Diet - Red meat, dairy, sugar, soy, and processed food increase the risk of fibroids and endometriosis. A plant-based diet has been shown to reduce or eliminate these conditions entirely. Burro bananas and berries (except cranberries) are highly recommended for their source of minerals and flavonoids. Garbanzo beans add fiber which helps cleanse excess hormones out through the bowels.
Hydration - Tap water is often recycled and contaminated with hormones from birth control pills, bleach, pesticides, and chemicals used to soften plastics. Drink pure and natural spring water to reduce toxin exposure and improve blood flow.
Hygiene - Don’t use chemicals or perfumed products on your sensitive areas. Dr. Sebi developed a safe and natural Uterine Wash and Oil to keep you feeling fresh. This blend of hygienic herbs reduces bacterial odor, prevents candida, and treats urinary tract infections.
Movement - Toxins stagnate when we stay still. Gentle exercise helps remove toxins and eases the pain of periods by supporting the womb to push blood out. Exercise endorphins and orgasms also reduce period pain.

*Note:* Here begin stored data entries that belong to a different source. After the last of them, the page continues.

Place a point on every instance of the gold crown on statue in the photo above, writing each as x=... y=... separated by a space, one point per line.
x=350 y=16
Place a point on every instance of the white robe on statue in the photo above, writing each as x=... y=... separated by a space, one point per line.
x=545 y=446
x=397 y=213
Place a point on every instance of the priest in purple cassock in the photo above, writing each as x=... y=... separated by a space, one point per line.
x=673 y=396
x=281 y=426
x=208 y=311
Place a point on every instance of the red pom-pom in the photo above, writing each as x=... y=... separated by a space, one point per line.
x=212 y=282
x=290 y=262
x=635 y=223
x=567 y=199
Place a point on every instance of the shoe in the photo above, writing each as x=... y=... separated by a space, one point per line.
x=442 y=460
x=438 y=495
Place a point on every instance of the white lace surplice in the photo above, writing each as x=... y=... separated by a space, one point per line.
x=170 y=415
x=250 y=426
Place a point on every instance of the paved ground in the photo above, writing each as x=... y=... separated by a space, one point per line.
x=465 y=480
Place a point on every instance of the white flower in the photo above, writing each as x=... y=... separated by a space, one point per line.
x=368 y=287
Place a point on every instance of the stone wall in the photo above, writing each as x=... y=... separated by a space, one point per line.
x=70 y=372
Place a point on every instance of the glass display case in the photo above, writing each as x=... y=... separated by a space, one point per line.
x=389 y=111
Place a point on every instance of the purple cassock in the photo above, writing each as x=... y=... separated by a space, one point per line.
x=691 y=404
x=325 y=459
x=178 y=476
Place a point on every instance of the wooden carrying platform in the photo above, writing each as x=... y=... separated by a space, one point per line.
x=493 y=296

Periods - Avoid toxic and environmentally polluting products, and choose washable organic unbleached cotton pads, mooncups (natural latex or rubber cups worn inside the vagina), or sea sponges to safely collect blood.
Pregnancy - Many hormonal issues resolve naturally after having a baby. Hormone levels are so high during this time that they ‘outcompete’ the artificial ones plaguing the body.

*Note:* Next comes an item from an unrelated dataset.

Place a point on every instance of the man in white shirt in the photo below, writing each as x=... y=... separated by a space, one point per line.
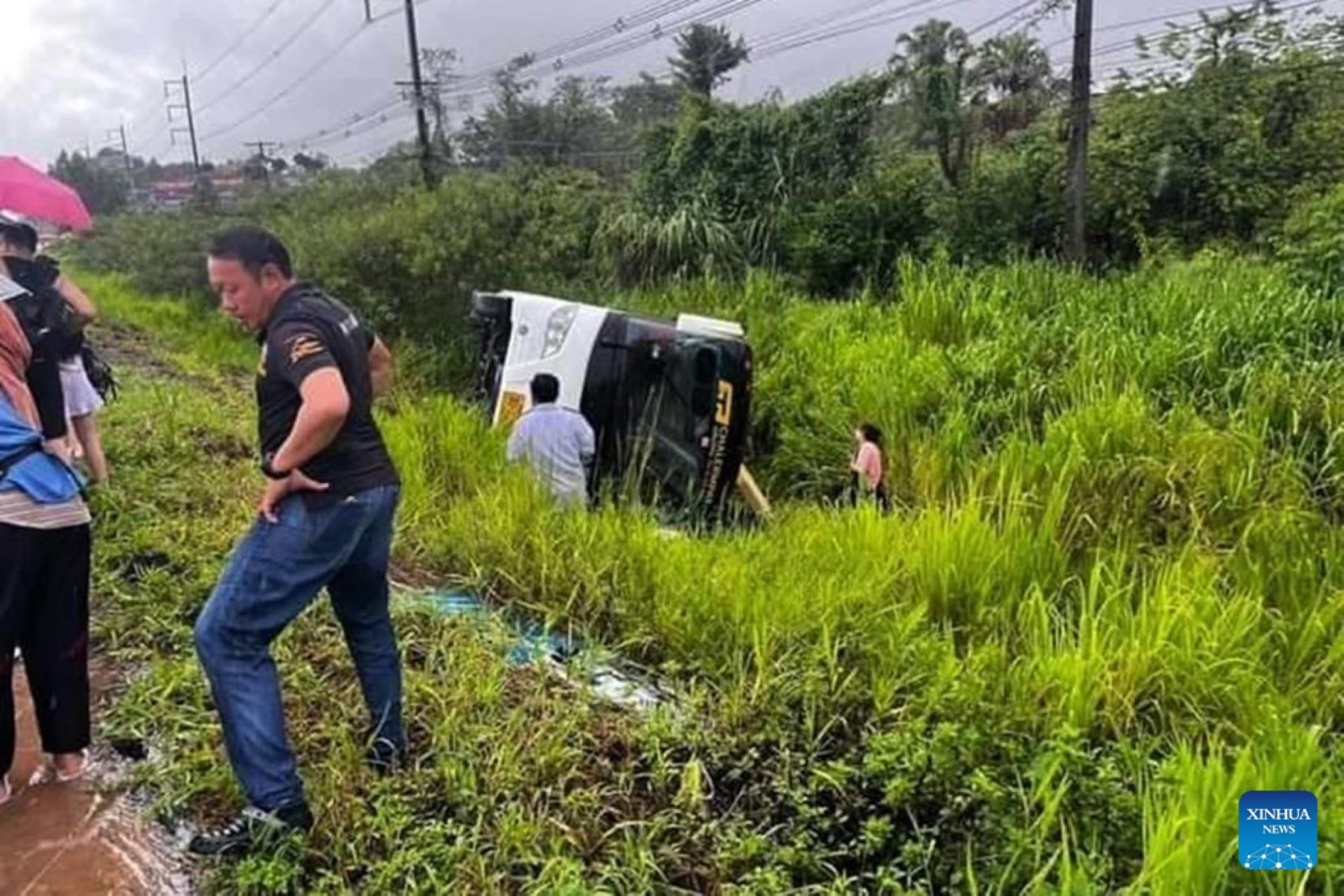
x=557 y=442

Rest - Getting more sleep, and reducing your stress levels, will help to regulate hormone levels. Natural light patterns also stimulate hormones that keep your cycle regular. Light penetrates directly into the womb and babies in utero will even respond to a flashlight.
The womb is a wonder of nature that has the ability to nurture and nourish life. It also collects toxins and gets easily disturbed by many of the substances common in our lives today.
For your own benefit, and to protect future generations, it’s time to take charge of your feminine health.